However, trading Nazi medals, uniforms or other memorabilia is not illegal in Austria.

Other fascist insignia banned in Austria include Ustaše symbols that have been prominent on commemorations of Bleiburg repatriations. Banned are the Ustaše logo (U with a grenade), the Independent State of Croatia coat of arms and flag, the Croatian Defence Forces logo, as well as the Ustaše slogan Za dom spremni.

Bulgaria

===Belarus===
Article 341^{1} of the Criminal Code prohibits the public display, production, distribution, or storage for the purpose of distribution of Nazi symbolism or paraphernalia. The offense carries penalties of a fine, arrest, up to three years of restraint of liberty, or up to four years of imprisonment as punishment.
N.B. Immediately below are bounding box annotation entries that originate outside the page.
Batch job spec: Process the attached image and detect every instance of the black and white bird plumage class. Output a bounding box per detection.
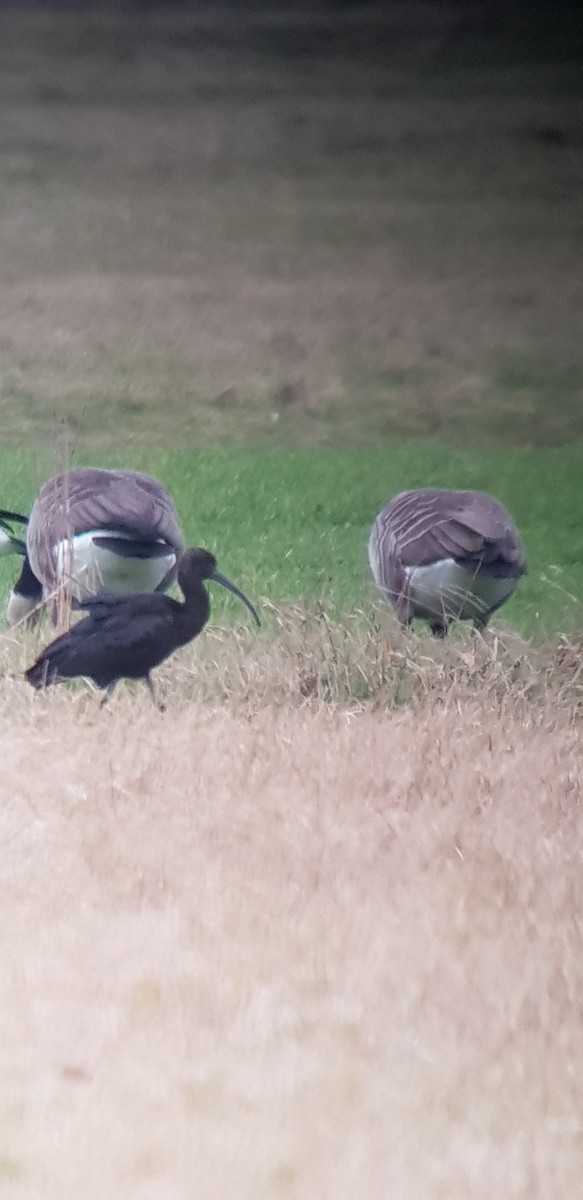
[7,467,184,624]
[25,548,259,698]
[368,487,527,637]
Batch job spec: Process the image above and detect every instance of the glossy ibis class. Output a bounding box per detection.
[25,550,259,703]
[368,487,527,637]
[0,467,184,625]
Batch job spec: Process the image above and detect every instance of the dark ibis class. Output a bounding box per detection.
[368,487,527,637]
[25,548,260,707]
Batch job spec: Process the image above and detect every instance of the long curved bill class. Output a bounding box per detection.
[210,568,262,625]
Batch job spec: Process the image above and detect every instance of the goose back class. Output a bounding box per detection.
[368,488,527,634]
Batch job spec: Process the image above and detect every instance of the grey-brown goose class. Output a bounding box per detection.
[6,467,184,624]
[368,487,527,637]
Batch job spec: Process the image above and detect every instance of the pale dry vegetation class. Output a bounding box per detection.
[0,612,583,1200]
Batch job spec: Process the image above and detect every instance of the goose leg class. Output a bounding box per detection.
[429,617,450,637]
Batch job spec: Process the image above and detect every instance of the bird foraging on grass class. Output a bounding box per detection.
[368,487,527,637]
[25,548,260,708]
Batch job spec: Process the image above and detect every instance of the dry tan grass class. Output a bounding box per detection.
[0,614,583,1200]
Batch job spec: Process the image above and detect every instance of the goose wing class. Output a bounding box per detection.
[28,467,184,586]
[380,488,525,574]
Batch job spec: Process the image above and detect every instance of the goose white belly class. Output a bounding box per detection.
[55,529,176,600]
[405,558,517,620]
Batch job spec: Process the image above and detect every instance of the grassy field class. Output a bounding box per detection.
[0,4,583,448]
[0,2,583,1200]
[0,442,583,641]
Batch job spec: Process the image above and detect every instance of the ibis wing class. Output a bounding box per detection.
[26,594,175,688]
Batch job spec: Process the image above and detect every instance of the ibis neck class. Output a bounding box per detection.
[176,583,210,642]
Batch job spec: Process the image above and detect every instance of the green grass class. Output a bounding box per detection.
[0,442,583,638]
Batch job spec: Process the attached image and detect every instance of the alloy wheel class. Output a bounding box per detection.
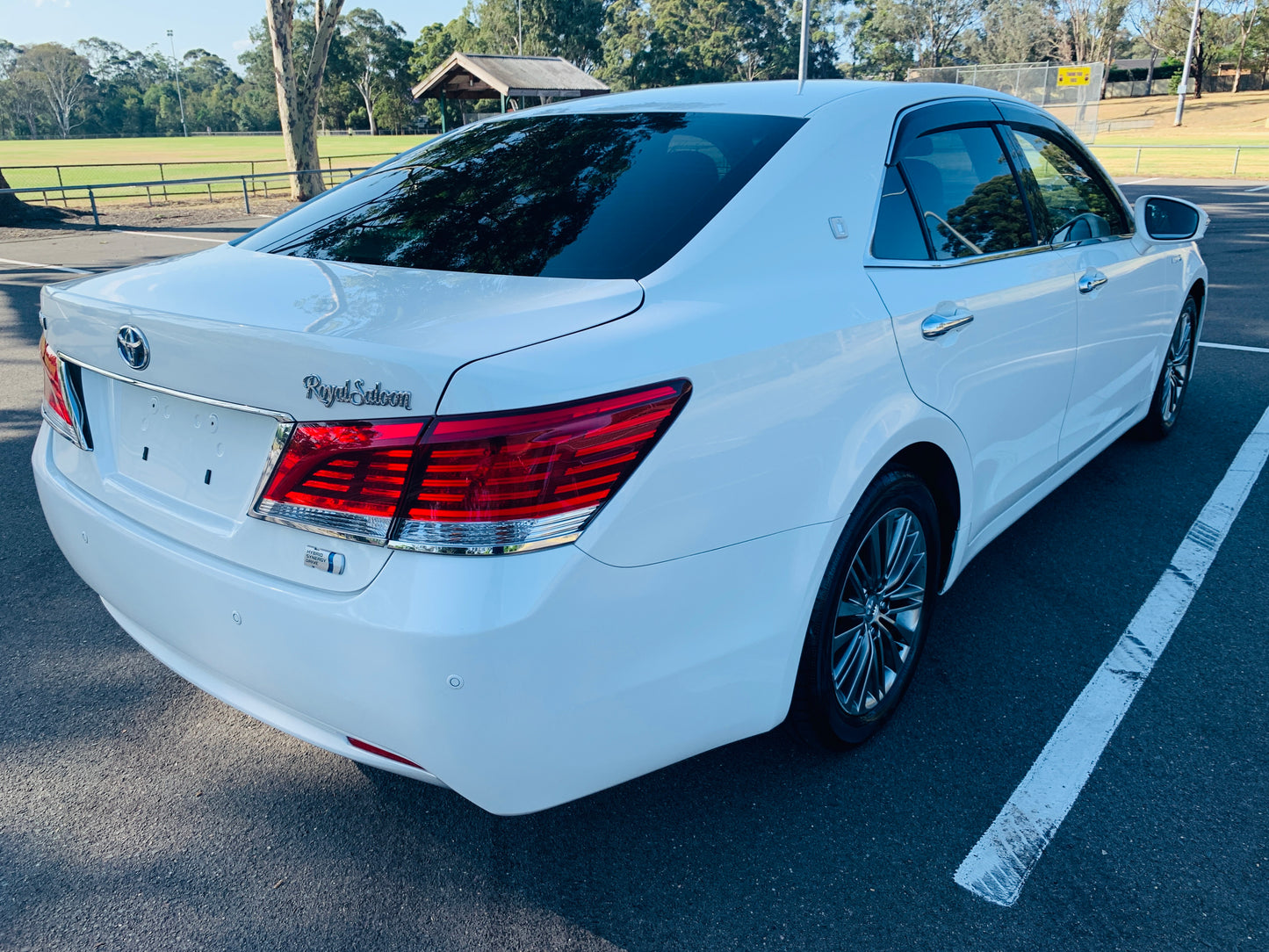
[830,509,927,718]
[1160,307,1194,424]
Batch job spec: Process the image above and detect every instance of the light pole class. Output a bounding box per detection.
[1167,0,1203,126]
[168,31,189,139]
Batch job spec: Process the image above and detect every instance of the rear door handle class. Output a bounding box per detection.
[1080,271,1109,294]
[921,307,973,340]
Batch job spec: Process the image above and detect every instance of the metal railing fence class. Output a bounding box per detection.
[1090,143,1269,175]
[4,152,397,206]
[0,165,374,226]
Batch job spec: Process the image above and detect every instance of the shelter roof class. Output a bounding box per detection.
[410,54,609,99]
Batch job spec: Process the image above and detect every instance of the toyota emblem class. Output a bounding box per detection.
[114,324,150,371]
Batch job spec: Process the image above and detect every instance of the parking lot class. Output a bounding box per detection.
[0,179,1269,952]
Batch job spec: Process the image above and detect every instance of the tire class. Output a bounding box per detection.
[1137,297,1198,439]
[787,470,943,750]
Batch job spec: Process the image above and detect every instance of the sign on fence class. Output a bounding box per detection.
[1057,66,1092,86]
[907,62,1106,142]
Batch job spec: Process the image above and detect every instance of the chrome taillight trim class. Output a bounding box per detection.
[251,500,393,545]
[388,505,599,555]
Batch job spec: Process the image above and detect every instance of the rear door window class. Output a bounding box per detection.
[242,113,804,279]
[898,126,1035,259]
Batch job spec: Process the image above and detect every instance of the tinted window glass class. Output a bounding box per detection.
[873,165,930,262]
[242,113,804,278]
[900,126,1035,257]
[1013,129,1129,244]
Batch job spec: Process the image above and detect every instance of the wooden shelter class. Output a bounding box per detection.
[410,54,610,131]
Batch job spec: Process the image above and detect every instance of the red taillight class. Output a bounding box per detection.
[40,335,79,443]
[255,381,690,555]
[393,381,688,552]
[256,420,428,542]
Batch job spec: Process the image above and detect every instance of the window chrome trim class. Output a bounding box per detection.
[864,234,1132,268]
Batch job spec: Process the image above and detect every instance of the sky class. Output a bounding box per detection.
[0,0,463,71]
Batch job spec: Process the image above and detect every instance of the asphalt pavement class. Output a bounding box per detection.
[0,187,1269,952]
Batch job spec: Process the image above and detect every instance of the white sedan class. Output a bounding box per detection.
[33,82,1207,813]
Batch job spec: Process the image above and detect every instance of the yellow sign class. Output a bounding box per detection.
[1057,66,1092,86]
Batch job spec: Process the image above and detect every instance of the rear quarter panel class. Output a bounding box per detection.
[439,95,969,573]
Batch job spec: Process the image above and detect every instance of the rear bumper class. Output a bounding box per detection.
[33,425,835,813]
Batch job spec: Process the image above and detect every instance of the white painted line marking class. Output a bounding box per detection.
[955,408,1269,906]
[0,257,92,274]
[1198,340,1269,354]
[117,228,228,245]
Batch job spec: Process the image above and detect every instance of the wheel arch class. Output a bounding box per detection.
[879,441,962,588]
[1186,278,1207,316]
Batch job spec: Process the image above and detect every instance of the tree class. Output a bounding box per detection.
[0,169,34,225]
[1128,0,1170,87]
[1234,0,1260,93]
[14,43,91,139]
[599,0,840,89]
[967,0,1062,63]
[265,0,344,202]
[1061,0,1128,99]
[340,8,411,136]
[869,0,981,66]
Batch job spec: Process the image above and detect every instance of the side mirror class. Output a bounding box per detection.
[1132,196,1211,242]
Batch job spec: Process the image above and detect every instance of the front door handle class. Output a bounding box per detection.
[921,307,973,340]
[1080,271,1109,294]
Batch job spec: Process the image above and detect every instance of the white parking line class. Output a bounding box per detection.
[115,228,228,245]
[0,257,92,274]
[1198,340,1269,354]
[953,408,1269,906]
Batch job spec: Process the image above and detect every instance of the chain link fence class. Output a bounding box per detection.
[907,62,1106,142]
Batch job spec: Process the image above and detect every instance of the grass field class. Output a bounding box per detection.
[0,91,1269,205]
[0,136,430,200]
[1092,91,1269,179]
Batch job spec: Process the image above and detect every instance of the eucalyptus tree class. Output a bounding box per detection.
[265,0,344,202]
[12,43,92,139]
[966,0,1062,63]
[869,0,982,66]
[340,8,411,136]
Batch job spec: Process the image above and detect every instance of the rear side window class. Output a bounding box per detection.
[1012,129,1130,244]
[898,126,1035,259]
[242,113,804,278]
[873,165,930,262]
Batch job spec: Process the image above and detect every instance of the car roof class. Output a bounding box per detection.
[515,80,1023,117]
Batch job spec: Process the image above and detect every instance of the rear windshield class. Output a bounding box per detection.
[242,113,804,278]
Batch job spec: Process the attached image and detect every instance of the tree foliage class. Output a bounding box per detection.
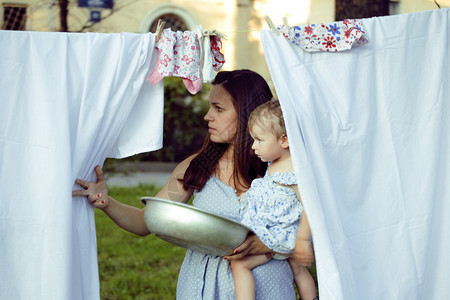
[133,77,210,162]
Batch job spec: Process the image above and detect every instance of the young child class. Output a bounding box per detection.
[230,101,318,300]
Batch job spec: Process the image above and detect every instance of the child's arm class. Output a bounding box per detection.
[293,186,314,266]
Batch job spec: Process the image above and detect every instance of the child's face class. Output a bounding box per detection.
[250,124,284,162]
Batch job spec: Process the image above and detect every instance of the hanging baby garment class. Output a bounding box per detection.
[197,25,225,83]
[278,20,367,52]
[147,28,202,94]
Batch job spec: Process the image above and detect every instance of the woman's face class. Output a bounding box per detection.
[205,84,238,143]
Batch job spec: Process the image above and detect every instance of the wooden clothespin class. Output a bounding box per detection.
[264,16,280,36]
[155,19,166,41]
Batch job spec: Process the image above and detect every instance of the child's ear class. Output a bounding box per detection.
[280,134,289,149]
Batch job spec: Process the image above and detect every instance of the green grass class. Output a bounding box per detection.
[95,186,186,300]
[95,185,317,300]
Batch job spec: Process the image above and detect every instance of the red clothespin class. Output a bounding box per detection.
[155,19,166,41]
[264,16,280,36]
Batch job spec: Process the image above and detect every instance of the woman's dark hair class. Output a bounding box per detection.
[183,70,272,191]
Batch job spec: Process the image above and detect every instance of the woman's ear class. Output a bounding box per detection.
[280,134,289,149]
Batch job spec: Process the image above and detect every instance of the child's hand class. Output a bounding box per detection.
[292,239,315,266]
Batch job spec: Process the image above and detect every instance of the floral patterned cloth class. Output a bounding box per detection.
[241,171,303,253]
[147,28,225,94]
[147,28,202,94]
[278,19,368,52]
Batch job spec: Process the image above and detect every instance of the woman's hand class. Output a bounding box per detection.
[72,166,110,209]
[292,239,315,267]
[224,234,273,259]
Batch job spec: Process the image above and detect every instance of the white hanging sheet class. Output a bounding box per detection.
[0,31,163,300]
[261,9,450,300]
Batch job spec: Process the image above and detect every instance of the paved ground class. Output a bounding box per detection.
[105,162,177,187]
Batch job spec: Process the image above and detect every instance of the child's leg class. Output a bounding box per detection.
[230,255,269,300]
[288,258,317,300]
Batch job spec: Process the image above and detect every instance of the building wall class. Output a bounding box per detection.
[0,0,450,80]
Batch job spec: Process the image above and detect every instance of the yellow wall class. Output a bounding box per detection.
[0,0,450,83]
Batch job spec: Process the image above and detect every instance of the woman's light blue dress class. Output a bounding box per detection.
[177,176,295,300]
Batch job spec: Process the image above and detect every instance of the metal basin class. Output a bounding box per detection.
[141,197,251,256]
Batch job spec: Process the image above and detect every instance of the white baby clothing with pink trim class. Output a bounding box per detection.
[197,25,216,83]
[147,28,202,94]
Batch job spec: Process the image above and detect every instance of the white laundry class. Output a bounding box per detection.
[0,31,163,300]
[196,25,216,83]
[261,9,450,300]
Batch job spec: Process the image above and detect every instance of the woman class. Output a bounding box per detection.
[73,70,295,300]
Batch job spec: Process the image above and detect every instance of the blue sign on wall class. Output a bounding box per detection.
[78,0,114,9]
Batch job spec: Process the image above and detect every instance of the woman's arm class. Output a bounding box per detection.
[72,156,193,235]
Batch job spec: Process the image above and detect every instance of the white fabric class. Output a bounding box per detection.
[261,9,450,300]
[0,31,163,300]
[196,25,216,83]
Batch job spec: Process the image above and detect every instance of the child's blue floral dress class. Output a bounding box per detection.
[241,170,303,254]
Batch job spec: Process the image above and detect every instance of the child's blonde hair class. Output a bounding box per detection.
[248,99,286,139]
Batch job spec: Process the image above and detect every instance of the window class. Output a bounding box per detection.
[150,14,189,32]
[2,3,27,30]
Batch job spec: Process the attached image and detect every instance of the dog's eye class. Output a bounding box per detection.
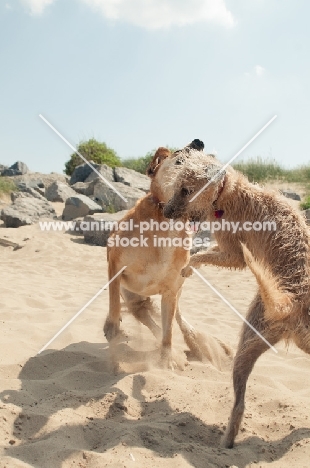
[175,157,185,166]
[181,187,193,197]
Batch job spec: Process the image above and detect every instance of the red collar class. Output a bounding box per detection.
[151,195,165,208]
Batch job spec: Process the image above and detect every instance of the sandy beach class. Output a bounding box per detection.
[0,218,310,468]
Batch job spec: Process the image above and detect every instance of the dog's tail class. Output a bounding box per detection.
[176,309,233,370]
[241,243,293,321]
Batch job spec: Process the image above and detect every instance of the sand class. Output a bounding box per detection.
[0,219,310,468]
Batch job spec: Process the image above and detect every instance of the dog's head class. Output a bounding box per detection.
[146,139,204,202]
[164,150,226,221]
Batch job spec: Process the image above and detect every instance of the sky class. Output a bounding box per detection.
[0,0,310,173]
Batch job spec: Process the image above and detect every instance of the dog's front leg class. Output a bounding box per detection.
[161,291,177,370]
[181,247,246,277]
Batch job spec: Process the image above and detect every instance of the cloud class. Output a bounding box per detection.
[80,0,235,29]
[244,65,266,78]
[20,0,55,15]
[254,65,265,76]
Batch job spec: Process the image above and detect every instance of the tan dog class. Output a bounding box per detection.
[164,150,310,448]
[104,140,230,367]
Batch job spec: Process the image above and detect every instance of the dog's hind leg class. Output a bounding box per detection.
[161,291,178,369]
[121,286,161,339]
[223,294,282,448]
[103,258,121,341]
[292,308,310,354]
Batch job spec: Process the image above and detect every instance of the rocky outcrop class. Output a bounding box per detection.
[70,161,114,185]
[114,167,151,193]
[16,179,45,195]
[94,179,145,211]
[71,178,99,197]
[45,180,76,202]
[62,194,102,221]
[83,210,127,247]
[0,189,56,228]
[0,164,8,176]
[2,161,29,177]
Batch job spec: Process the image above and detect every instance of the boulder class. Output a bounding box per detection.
[281,190,301,201]
[94,179,145,212]
[15,179,45,195]
[71,177,99,197]
[83,210,127,247]
[85,164,114,182]
[114,167,151,193]
[70,161,114,185]
[0,164,8,176]
[0,189,56,228]
[2,161,29,177]
[62,194,102,221]
[11,187,46,203]
[45,180,76,202]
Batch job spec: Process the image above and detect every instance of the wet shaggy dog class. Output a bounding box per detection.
[164,150,310,448]
[104,140,229,368]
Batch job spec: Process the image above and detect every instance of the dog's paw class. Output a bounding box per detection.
[181,265,193,278]
[103,320,120,341]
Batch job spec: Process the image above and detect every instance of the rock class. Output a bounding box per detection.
[0,164,8,176]
[70,161,114,185]
[114,167,151,193]
[11,187,46,203]
[83,210,127,247]
[16,179,45,196]
[62,194,102,221]
[2,161,29,177]
[281,190,301,201]
[12,172,67,191]
[85,164,114,182]
[94,179,145,212]
[71,177,99,197]
[45,180,76,202]
[0,189,56,228]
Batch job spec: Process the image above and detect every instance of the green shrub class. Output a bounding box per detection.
[65,138,121,176]
[0,176,18,194]
[300,195,310,210]
[122,146,177,174]
[233,157,310,184]
[233,157,284,182]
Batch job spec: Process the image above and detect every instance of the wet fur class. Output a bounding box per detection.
[164,151,310,448]
[104,144,229,367]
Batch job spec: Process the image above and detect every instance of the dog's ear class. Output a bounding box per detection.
[205,164,226,182]
[146,146,171,177]
[187,138,205,151]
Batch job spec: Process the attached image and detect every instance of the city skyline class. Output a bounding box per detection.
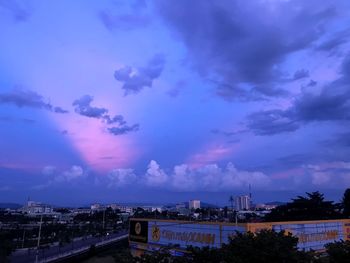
[0,0,350,205]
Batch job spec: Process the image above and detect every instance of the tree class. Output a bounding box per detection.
[265,192,341,221]
[342,188,350,217]
[124,230,316,263]
[0,232,14,262]
[326,240,350,263]
[219,230,314,263]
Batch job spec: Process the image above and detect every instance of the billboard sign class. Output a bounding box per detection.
[272,221,344,250]
[129,220,148,243]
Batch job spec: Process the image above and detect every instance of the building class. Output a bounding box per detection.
[188,200,201,209]
[21,201,53,215]
[235,195,251,211]
[129,218,350,256]
[90,204,102,211]
[175,203,186,211]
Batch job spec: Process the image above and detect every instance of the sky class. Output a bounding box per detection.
[0,0,350,205]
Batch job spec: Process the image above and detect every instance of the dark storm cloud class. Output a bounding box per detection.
[114,54,165,95]
[0,0,30,22]
[307,79,317,87]
[247,54,350,135]
[0,88,68,113]
[157,0,336,100]
[72,95,108,119]
[293,69,310,80]
[316,29,350,52]
[107,124,140,135]
[72,95,140,135]
[321,132,350,148]
[247,110,300,135]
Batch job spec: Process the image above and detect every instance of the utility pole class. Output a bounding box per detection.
[35,214,43,263]
[22,229,26,248]
[102,208,106,231]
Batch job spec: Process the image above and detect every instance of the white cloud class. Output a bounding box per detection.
[108,169,136,187]
[304,161,350,188]
[41,165,56,175]
[62,165,84,181]
[145,160,169,186]
[145,161,271,191]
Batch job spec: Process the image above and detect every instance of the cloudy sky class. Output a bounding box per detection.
[0,0,350,205]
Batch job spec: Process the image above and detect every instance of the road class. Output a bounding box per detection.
[10,230,127,263]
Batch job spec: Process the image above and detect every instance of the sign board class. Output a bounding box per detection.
[129,220,148,243]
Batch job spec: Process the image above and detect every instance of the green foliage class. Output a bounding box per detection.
[265,192,342,222]
[115,230,316,263]
[326,241,350,263]
[342,188,350,217]
[0,231,14,262]
[222,230,314,263]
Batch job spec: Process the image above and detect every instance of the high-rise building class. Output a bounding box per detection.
[235,195,251,211]
[188,200,201,209]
Additionally, Article 130^{1} of the Criminal Code prohibits the rehabilitation of Nazism, with penalties including a fine, arrest, up to five years of restraint of liberty, or up to five years of imprisonment.

===Cyprus===
Cyprus has no legislation designed to restrict the ownership, display, purchase, import or export of Nazi flags, nor does the Criminal Code of Cyprus expressly allow for racist or other bias motives to be taken into account when sentencing.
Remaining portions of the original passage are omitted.